Last edited Wed Feb 1, 2017, 12:45 PM - Edit history (2)
I've read articles where skipping payments is not good advice as far as increasing your chances of getting a loan modification. Check this out fully and carefully before ruining your credit rating. Realize also that a fucked up credit rating will result in higher insurance rates, higher interest rates on loans / credit balances you already have, possibly result in frozen credit lines or even payback demands, makes the job search harder, harder to rent, etc. And your loan modification will be temporary. So please look at the whole picture.
https://www.google.com/search?sourceid=chrome-psyapi2&ion=1&espv=2&ie=UTF-8&q=mortgage%20modification%20stop%20making%20payments&oq=mortgage%20modification%20stop%20making%20payments&aqs=chrome..69i57.7336j0j3
http://www.nolo.com/legal-encyclopedia/should-i-stop-paying-mortgage-i-qualify-loan-modification.html
And there is such a thing as being too poor -- in mortgage modifications they are looking for a Goldilocks spot -- not too rich and not too poor, income wise (and debt level). They look at a debt payment to income ratio. If it's too low, then they figure you can afford it without help, despite your squawking. If it's too high, they figure that what help they can offer will not be enough and you'll go under anyway. They do a "net present value" analysis and risk analysis.

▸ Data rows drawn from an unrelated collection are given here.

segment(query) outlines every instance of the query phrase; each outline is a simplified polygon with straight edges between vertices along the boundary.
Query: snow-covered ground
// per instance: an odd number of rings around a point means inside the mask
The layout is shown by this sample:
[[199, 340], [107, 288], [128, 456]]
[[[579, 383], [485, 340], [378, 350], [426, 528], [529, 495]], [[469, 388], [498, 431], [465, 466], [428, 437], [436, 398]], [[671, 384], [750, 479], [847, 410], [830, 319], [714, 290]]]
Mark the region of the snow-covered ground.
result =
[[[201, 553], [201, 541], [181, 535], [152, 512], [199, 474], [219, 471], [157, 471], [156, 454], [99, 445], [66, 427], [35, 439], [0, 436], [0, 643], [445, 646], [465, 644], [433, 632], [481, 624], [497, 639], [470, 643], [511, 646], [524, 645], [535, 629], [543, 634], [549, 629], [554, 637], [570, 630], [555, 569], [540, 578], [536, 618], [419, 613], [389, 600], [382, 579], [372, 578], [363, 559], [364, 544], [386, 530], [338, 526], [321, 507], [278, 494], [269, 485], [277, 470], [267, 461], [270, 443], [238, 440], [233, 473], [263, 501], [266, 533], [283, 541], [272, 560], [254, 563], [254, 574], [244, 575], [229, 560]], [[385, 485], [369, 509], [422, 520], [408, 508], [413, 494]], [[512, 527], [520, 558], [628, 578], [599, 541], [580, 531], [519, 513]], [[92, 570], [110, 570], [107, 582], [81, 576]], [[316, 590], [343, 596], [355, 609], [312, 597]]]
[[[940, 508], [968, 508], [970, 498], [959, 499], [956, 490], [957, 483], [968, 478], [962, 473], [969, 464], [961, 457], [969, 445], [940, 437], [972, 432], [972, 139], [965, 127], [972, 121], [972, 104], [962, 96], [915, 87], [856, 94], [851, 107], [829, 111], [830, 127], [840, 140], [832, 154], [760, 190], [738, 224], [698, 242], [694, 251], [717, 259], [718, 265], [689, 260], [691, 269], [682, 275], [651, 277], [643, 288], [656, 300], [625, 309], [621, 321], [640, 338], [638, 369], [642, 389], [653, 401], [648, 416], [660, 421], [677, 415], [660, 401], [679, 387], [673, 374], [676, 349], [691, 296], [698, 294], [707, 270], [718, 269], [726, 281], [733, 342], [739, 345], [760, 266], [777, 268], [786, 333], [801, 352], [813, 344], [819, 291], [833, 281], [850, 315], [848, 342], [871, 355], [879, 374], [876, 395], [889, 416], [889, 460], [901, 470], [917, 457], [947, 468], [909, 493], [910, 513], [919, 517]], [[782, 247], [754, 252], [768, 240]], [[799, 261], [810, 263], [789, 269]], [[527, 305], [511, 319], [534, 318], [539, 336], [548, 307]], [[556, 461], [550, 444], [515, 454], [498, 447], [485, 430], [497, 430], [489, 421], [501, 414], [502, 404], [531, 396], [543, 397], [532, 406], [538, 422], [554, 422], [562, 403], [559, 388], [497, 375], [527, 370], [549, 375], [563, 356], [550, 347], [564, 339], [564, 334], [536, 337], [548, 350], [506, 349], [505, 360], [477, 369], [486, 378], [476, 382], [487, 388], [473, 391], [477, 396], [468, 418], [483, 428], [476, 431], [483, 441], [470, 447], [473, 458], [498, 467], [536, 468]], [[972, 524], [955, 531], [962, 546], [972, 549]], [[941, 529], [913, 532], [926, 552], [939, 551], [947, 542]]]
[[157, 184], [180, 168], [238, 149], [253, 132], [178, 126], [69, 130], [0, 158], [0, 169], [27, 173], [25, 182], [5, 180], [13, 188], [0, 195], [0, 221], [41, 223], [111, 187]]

As for a home retention advisor, I don't know what that is. If it's a non-profit agency like Habitat for Humanity, that's perhaps good advice from people who have helped others work through the process (on the other hands, some are inexperienced and have their perceptions colored by ideology). If it's someone who advertises on AM radio and expects money before doing much of anything except the sales job, then run like hell for the hills. Check them out on the BBB and by a plain old Google search.
I take it your interest-only period is ending and you will have to start paying principal?